We have certainly heard a lot about Medicare For All, the principal healthcare theme being “debated” during the current political primary season. A number of candidates have followed Bernie Sander’s call for Medicare For All.  He loves to shout that the United States is the only developed country in the industrial world that doesn’t provide universal health coverage. Other candidates have jumped on his bandwagon and have faithfully adopted his stance. While the promise of universal coverage is appealing as a political platitude, the question should be “how do we realize that lofty goal?” At Wilkinson Benefit Consultants (www.wbcbaltimore.com), we have studied these options at great length.

In my book, Killing Healthcare, I discuss the pros and cons of this type of system. I refer to it as “Medicare Part E” as in, Medicare For Everyone. What Senator Sanders’ and others who support a single-payer system either forgets to say, doesn’t know to say, or ignores by not saying, is that the only healthcare system that can work in the U.S. without changing the access we currently enjoy and quality that we expect, is a multi-payer system.  Why, some dear readers may ask? That is because our U.S. healthcare system is built on capitalism and capitalism is built on buying low and selling high.  Let’s translate to U.S. healthcare: in our system, providers of healthcare services have to act like Willie Sutton (younger readers go to Google and look it up) and go where the money is, i.e., they have to find payers willing to pay their price, in order to maintain the margins they need to satisfy themselves and/or Wall Street shareholders.  They accomplish this by having some payers (Commercial) subsidize the price that the provider/vendor must charge in order to pass regulatory scrutiny (Medicare & Medicaid). We see it all the time in hospital charges, out-patient radiology and pharmaceuticals, to name a few.
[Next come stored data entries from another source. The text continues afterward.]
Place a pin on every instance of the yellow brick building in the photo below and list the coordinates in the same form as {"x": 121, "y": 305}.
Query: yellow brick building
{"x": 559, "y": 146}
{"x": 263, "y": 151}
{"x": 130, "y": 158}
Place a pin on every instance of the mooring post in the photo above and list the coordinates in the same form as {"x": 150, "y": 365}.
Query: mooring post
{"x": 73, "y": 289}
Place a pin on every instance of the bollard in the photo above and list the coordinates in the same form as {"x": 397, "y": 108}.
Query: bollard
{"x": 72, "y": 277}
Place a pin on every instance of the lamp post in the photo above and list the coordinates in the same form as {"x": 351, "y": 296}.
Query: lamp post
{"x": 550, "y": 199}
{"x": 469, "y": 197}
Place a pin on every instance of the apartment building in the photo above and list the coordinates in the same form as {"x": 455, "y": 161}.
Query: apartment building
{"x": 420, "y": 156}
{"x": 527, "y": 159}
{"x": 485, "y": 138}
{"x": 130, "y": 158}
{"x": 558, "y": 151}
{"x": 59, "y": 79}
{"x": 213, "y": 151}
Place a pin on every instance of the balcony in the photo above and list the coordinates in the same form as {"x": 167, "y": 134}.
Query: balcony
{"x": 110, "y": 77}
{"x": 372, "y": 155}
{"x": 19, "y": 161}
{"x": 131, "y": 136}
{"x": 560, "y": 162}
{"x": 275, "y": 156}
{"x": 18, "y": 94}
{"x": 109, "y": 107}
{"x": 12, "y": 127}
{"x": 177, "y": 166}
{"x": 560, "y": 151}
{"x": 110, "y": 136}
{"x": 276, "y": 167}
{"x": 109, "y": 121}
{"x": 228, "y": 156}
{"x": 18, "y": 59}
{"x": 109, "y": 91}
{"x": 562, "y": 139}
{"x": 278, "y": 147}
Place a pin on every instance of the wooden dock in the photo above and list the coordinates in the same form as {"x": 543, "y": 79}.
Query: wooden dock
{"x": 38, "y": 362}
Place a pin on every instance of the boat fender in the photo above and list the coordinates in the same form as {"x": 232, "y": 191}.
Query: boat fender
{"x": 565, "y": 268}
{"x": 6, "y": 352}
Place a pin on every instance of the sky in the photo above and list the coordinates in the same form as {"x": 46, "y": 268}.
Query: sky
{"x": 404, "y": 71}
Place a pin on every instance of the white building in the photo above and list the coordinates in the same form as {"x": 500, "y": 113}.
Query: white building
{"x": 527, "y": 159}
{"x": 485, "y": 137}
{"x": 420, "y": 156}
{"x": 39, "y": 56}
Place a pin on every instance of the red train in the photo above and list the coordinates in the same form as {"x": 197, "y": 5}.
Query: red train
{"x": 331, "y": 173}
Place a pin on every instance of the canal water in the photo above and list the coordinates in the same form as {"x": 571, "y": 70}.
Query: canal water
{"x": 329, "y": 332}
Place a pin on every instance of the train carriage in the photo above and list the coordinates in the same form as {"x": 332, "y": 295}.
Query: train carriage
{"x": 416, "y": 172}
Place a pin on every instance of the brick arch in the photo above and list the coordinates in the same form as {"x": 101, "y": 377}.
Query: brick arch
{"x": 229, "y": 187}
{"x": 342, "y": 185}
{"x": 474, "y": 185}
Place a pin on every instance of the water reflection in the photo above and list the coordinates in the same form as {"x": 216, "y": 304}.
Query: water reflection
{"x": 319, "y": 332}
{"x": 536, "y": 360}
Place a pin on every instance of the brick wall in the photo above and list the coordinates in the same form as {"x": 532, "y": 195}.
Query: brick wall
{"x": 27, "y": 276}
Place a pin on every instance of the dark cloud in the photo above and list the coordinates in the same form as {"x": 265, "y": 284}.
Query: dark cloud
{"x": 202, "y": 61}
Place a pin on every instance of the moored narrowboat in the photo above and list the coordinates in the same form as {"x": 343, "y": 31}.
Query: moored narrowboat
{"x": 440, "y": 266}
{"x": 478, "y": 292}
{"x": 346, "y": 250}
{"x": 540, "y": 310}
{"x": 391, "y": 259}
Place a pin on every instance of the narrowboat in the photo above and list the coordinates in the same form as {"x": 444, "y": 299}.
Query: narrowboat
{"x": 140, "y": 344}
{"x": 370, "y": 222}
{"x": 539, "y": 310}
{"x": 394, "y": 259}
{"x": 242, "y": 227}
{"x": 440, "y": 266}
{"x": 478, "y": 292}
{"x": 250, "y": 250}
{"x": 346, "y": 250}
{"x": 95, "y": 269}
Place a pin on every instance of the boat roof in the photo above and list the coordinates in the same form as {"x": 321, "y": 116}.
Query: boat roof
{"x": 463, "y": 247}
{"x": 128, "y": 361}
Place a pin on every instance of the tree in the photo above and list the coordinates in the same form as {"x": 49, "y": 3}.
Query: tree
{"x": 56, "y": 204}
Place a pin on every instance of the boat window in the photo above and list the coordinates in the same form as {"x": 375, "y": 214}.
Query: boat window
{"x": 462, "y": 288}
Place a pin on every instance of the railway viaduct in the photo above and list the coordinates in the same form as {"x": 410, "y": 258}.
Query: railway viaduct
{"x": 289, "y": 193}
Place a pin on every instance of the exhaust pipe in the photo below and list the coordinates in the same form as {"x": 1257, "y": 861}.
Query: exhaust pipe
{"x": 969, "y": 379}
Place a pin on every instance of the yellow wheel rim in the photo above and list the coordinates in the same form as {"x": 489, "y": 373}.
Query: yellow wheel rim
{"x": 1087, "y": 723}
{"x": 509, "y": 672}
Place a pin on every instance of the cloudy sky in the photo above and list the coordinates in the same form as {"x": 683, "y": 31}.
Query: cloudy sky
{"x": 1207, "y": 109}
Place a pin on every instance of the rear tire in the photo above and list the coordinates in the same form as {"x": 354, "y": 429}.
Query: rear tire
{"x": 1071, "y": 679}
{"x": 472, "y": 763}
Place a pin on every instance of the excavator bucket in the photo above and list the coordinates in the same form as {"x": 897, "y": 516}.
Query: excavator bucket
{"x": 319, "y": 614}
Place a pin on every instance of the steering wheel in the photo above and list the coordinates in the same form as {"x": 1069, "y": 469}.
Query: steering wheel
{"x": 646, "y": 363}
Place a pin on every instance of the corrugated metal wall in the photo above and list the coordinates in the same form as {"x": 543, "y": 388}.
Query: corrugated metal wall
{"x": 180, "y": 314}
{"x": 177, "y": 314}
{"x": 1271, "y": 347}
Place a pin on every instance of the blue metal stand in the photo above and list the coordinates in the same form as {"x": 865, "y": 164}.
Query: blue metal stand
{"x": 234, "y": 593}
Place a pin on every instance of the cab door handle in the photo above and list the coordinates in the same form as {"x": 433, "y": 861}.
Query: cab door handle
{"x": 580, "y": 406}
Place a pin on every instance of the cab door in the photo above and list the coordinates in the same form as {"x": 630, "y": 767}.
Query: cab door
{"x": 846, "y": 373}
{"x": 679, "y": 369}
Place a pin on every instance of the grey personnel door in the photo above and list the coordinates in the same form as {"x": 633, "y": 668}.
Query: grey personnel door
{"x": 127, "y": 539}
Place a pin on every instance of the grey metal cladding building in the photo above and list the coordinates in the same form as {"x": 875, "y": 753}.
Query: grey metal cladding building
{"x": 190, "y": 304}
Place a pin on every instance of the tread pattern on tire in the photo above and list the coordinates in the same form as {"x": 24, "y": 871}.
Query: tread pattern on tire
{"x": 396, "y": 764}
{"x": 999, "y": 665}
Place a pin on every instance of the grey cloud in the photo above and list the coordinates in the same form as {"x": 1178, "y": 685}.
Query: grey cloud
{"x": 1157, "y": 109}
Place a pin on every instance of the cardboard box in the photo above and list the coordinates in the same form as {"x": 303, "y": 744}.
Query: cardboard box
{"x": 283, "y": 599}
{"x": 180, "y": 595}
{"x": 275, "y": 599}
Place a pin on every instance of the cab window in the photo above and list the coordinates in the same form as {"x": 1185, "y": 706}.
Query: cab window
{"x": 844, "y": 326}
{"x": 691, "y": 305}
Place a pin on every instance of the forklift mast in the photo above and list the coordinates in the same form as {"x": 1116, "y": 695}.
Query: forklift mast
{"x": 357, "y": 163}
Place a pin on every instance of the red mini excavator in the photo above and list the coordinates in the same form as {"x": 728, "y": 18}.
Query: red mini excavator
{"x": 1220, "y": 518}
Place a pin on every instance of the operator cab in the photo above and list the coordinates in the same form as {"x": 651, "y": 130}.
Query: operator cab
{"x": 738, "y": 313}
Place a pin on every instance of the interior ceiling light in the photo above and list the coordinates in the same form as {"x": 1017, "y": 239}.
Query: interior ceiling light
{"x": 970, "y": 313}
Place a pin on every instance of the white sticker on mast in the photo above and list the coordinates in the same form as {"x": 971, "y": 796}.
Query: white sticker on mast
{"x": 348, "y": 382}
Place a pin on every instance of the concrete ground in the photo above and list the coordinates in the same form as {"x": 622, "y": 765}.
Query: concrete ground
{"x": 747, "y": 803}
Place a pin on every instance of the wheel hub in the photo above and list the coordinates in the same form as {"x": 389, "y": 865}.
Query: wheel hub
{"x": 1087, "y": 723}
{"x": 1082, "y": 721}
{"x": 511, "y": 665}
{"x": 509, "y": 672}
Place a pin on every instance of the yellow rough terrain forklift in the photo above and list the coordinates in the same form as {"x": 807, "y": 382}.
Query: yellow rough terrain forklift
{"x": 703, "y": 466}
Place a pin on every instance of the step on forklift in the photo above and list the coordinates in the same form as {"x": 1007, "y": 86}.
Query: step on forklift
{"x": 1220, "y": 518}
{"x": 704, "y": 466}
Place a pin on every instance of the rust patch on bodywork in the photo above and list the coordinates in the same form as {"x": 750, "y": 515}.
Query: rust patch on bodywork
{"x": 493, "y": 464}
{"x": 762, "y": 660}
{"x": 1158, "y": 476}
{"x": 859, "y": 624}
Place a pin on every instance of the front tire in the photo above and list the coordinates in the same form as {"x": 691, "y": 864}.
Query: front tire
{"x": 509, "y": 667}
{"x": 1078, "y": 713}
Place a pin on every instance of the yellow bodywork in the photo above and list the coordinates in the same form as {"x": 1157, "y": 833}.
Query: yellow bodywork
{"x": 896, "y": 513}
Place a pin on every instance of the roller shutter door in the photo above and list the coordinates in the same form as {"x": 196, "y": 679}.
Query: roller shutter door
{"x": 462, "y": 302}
Yet, providers can’t always sell high. Competition and/or government regulation dictates how many of the transactions are covered and reimbursed.  A provider can only manage this pricing model when there are multiple payers that want to play. By eliminating alternative payers via a single-payer model, the shell game collapses!

All righty then, let’s get rid of the for-profit motive and let the government handle payments, some may argue. We can make all healthcare service providers non-profits and all payments/reimbursements come from the Centers for Medicare and Medicaid Services (“CMS”). That is one option, but then we find ourselves in a changed services environment regarding access and quality, and most would say, changed in a negative way. Without cost-shifting to a higher reimbursement payer, everyone in the healthcare eco-system must be willing to get by or get out. No question that some will adapt and learn to live with reduced payments. However, there will almost assuredly be a number of private practices, hospitals, specialized outpatient surgical centers and diagnostic facilities that will wind up reducing staffs, reducing services, or closing-up shop altogether.  For patients, this means longer wait times and reduced choices. As we saw with the Obamacare attempt at misnamed “reform,” patients could not keep their insurance plans or their doctors! Quality will also suffer.  Without the availability of premium pricing, facilities will not invest in the latest technologies or greatest talent and pharmaceutical manufacturers will not develop the latest therapeutics. All of these downsides come in addition to an unsustainable cost associated with a Medicare For All arrangement.  Some estimates are as high as $60 trillion over 10 years! Most of us can’t put that number into perspective, but to give it a shot, if the government confiscated 100% of all of the U.S. billionaires wealth to help pay for this proposal, they’d only come up with a one-time windfall of about  $3 trillion.  The rest would have to come from us, the U.S. taxpayers. Since we “only” collect about $3.4 trillion currently, taxes would have to approximately double and be paid at that level for every year to meet this obligation. By the way, that means every red cent would go to Medicare-for-All. There would be nothing left for any other government agency or program!  That means no military. No infrastructure improvements. No education subsidies. No food stamps, etc. Since uninsured still remains about 15% of the population, we think there are other methods of providing coverage while maintaining our present system.

Some may conclude that adopting a Medicare For All model is a worthwhile trade-off. Some say that there would be huge administrative savings by having the government as the single payer and it would offset the negatives (we have examined a number of studies and have not seen conclusive evidence). What is being proposed is less freedom and more expense in exchange for universal coverage. Maybe? But we believe that in order to adequately discuss the topic, all features, benefits, liabilities and costs must be considered before making a decision.